Coalinga City Council members took a bold step forward Wednesday, moving to change a city-owned prison to a marijuana cultivation center. The city invited a marijuana cultivation business to present its manufacturing plan.

The special workshop on cannabis manufacturing ended around 10:00p.m. The City Council went into a closed meeting after that trying to decide what's best for this community.

For years, the people in Coalinga have relied on petroleum fields to thrive. Now they hope to strike it rich with a different kind of oil.

"We need some kind of revenue, we're hurting right now," said Ron Ramsey, Coalinga mayor.

Since January, the City Council has been exploring the possibility of commercial cannabis cultivation. On Wednesday, the city invited Ocean Grown Extracts, a California-based business, to present a proposal.

Questions and concerns continued for several hours. A Concerned resident said,"I'm more worried about the young people in this town than the money we make."

Ocean Grown is interested in purchasing what used to be Claremont Custody Center. The vision is to turn the 77,000-square foot facility into a growing operation. Mayor Ramsey said the sale would help Coalinga recover from $3.2 million of debt. But others think the city is only seeing dollar signs.

"We have a prison that is not being utilized.

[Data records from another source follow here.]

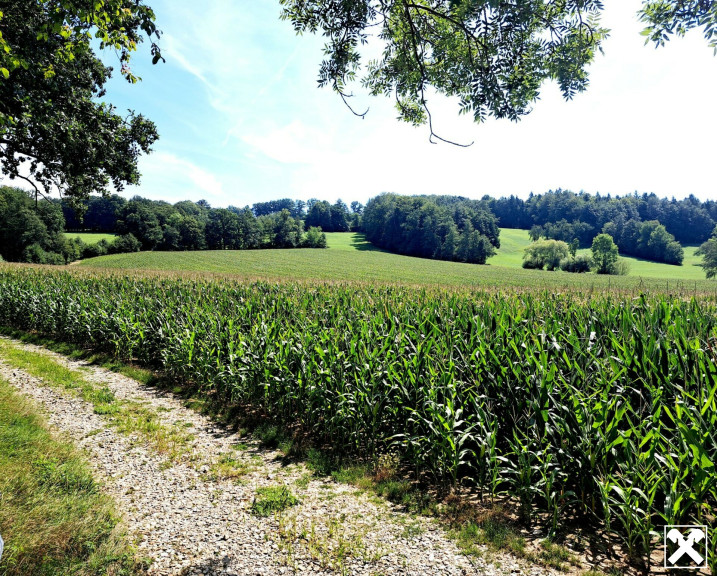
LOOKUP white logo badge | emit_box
[665,526,709,569]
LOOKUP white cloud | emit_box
[131,152,227,205]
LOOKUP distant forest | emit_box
[0,187,717,264]
[361,193,500,264]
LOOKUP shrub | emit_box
[22,243,65,265]
[523,240,570,270]
[610,258,630,276]
[560,254,593,274]
[82,239,110,258]
[107,234,142,254]
[302,226,326,248]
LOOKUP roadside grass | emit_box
[0,339,193,461]
[251,485,299,517]
[0,379,147,576]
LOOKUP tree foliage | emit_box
[695,226,717,278]
[0,0,161,206]
[484,189,704,265]
[523,240,570,270]
[592,234,618,274]
[640,0,717,54]
[362,194,500,264]
[280,0,717,140]
[280,0,606,136]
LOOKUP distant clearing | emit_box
[70,232,115,244]
[80,228,717,293]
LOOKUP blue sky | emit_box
[96,0,717,206]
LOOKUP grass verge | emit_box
[0,379,147,576]
[0,339,192,461]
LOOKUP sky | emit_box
[28,0,717,207]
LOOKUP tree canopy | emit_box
[0,0,161,206]
[280,0,717,139]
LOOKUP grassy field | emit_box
[0,378,142,576]
[80,228,717,294]
[66,232,115,244]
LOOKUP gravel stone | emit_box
[0,340,556,576]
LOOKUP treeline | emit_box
[483,189,717,247]
[0,187,326,264]
[361,193,500,264]
[62,195,363,240]
[0,186,139,264]
[483,189,717,264]
[71,196,326,250]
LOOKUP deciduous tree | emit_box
[280,0,717,141]
[0,0,161,206]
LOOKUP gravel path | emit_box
[0,341,548,576]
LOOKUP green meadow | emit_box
[80,228,717,293]
[66,232,115,244]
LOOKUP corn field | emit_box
[0,268,717,570]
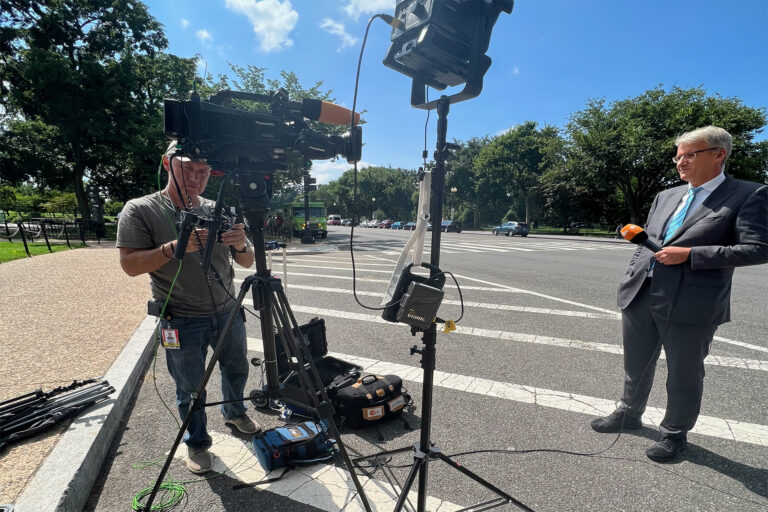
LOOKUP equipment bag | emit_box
[253,421,336,473]
[334,375,411,428]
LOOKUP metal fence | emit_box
[0,219,106,256]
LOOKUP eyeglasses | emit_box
[672,148,723,164]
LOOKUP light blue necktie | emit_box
[661,187,701,243]
[648,187,701,277]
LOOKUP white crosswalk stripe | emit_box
[248,342,768,446]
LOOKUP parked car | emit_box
[440,220,461,233]
[492,220,530,236]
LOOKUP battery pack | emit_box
[397,281,444,329]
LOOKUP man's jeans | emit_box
[161,313,248,450]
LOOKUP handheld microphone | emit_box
[301,98,360,126]
[619,224,661,252]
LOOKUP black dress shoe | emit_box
[645,437,688,462]
[590,409,643,434]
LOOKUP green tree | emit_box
[42,192,77,215]
[567,86,768,223]
[445,137,489,229]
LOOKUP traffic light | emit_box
[304,174,317,192]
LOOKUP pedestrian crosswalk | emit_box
[226,248,768,511]
[336,237,636,255]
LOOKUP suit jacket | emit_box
[618,176,768,325]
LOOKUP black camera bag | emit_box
[334,375,411,428]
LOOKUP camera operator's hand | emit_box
[221,223,254,268]
[221,223,246,252]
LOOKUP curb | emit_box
[14,316,156,512]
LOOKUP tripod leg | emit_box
[437,452,533,512]
[141,278,252,511]
[272,286,371,512]
[393,443,429,512]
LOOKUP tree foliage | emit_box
[310,167,418,220]
[0,0,188,224]
[474,121,563,222]
[567,86,768,223]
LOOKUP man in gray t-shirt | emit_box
[117,141,261,474]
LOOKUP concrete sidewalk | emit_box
[0,232,616,512]
[0,242,336,512]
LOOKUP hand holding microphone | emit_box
[619,224,661,253]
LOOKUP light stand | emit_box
[141,171,371,512]
[355,96,533,512]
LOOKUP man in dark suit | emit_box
[591,126,768,462]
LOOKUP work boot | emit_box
[187,446,213,475]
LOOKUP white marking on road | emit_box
[248,342,768,446]
[456,242,534,252]
[288,258,393,268]
[454,273,620,318]
[234,268,532,293]
[246,300,768,372]
[276,284,616,320]
[175,431,462,512]
[715,336,768,352]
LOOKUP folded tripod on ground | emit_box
[0,379,115,450]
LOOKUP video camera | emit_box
[164,90,363,270]
[164,90,362,173]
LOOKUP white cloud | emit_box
[227,0,299,52]
[309,158,373,185]
[195,28,213,48]
[344,0,395,20]
[320,18,357,51]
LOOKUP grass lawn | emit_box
[0,240,85,263]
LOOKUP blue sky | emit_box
[147,0,768,183]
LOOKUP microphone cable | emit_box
[349,14,399,311]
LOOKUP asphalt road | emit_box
[86,228,768,512]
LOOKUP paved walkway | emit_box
[0,243,149,504]
[0,238,335,512]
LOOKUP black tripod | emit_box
[142,171,371,512]
[355,96,533,512]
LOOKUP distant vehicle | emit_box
[283,201,328,238]
[492,220,530,236]
[440,220,461,233]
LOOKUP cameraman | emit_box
[117,141,261,474]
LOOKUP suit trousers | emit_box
[619,279,718,439]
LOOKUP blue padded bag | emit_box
[253,421,336,473]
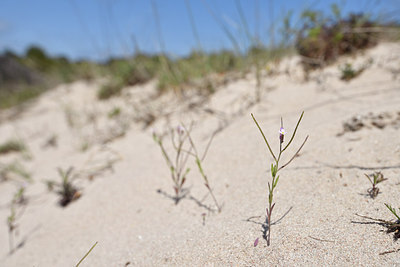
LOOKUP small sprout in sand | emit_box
[0,161,31,182]
[153,127,190,204]
[184,127,222,212]
[340,63,364,81]
[46,167,81,207]
[75,242,98,267]
[356,203,400,242]
[108,107,121,119]
[0,139,26,154]
[251,111,308,246]
[153,125,221,212]
[364,172,387,198]
[7,205,17,254]
[7,185,27,254]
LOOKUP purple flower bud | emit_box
[254,237,259,247]
[279,127,286,144]
[176,125,185,135]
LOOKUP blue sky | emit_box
[0,0,400,60]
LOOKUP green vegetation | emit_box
[0,139,26,154]
[295,4,398,69]
[0,1,400,106]
[340,63,364,81]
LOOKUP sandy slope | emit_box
[0,43,400,266]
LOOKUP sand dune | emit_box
[0,43,400,266]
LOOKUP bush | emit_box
[296,8,378,68]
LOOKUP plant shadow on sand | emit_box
[156,189,218,212]
[351,214,400,241]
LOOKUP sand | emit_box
[0,43,400,266]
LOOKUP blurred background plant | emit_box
[0,0,400,109]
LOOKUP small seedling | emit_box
[153,126,191,204]
[184,126,221,212]
[356,203,400,243]
[340,63,364,81]
[0,139,26,154]
[251,111,308,246]
[45,167,81,207]
[75,242,98,267]
[107,107,121,119]
[7,186,27,254]
[7,208,17,254]
[364,172,387,198]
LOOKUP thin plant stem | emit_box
[282,111,304,152]
[75,241,98,267]
[251,113,277,161]
[278,135,309,171]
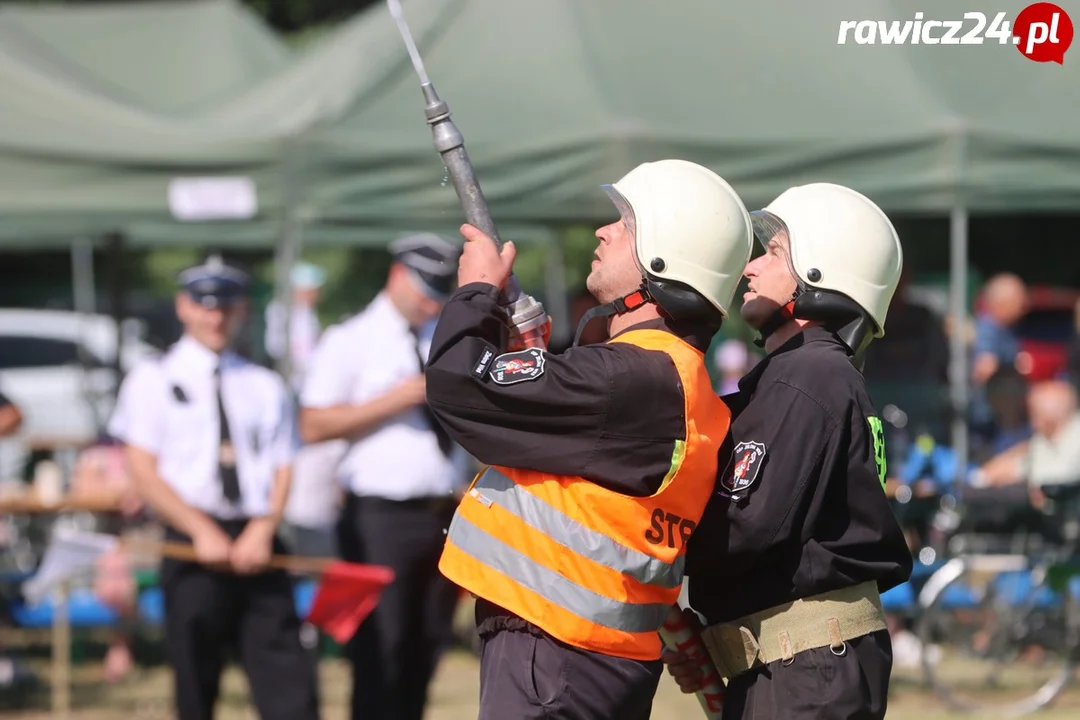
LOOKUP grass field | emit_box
[0,651,1080,720]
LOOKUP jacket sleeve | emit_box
[427,284,610,475]
[427,284,684,494]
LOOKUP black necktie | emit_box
[408,327,454,458]
[214,365,240,504]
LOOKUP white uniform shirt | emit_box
[109,336,297,519]
[300,293,469,500]
[1025,413,1080,486]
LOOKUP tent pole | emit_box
[273,131,303,383]
[106,232,127,381]
[544,232,576,345]
[949,207,971,486]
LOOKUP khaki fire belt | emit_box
[701,581,886,680]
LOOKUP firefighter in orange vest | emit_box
[427,160,753,720]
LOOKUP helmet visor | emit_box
[750,210,804,285]
[600,185,637,240]
[600,185,645,276]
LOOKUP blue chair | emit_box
[136,586,165,625]
[11,588,120,628]
[881,582,916,612]
[293,580,319,620]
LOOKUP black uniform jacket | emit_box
[427,283,708,497]
[687,327,912,623]
[427,283,711,637]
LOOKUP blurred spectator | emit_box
[551,288,608,353]
[0,386,23,437]
[971,273,1028,385]
[977,380,1080,488]
[971,273,1029,441]
[0,393,33,690]
[264,262,326,392]
[1066,300,1080,390]
[972,366,1031,463]
[864,271,948,386]
[71,440,156,682]
[713,339,754,395]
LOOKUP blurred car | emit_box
[0,309,158,472]
[1016,285,1080,382]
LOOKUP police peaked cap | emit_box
[179,254,251,308]
[390,232,461,298]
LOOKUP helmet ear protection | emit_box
[751,182,904,355]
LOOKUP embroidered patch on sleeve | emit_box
[473,348,495,378]
[720,440,765,494]
[490,348,544,385]
[866,416,887,490]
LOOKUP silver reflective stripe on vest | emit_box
[474,467,686,589]
[448,514,671,633]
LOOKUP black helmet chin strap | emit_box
[754,291,798,349]
[571,282,652,348]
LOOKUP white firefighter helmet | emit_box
[603,160,754,317]
[751,182,904,338]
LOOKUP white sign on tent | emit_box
[168,177,258,221]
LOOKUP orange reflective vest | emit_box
[438,329,731,660]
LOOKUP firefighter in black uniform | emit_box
[664,184,912,720]
[427,160,753,720]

I mean, we've talked to LA County, the state, trying to bring inmates back here, and it didn't happen," said Ramsey.

"I think they are looking at this as a quick fix, and the problem with that is they won't be able to stop because they will be so addicted to this revenue," said Sheriff Margaret Mims, Fresno County Sheriff's Office.

The company laid out several benefits-- at least 55 local jobs and the prison structure would provide extra security.

In the end the council voted 4-1 in favor of turning the prison into a cannabis manufacturing facility.

"I don't want to wait until November and all these other cities jump into it too. There's a lot of cities hurting right now," said Ramsey.

The city is still negotiating the sale of the prison center. The final deal would only be approved once the ordnance passed. That process could take up to six months.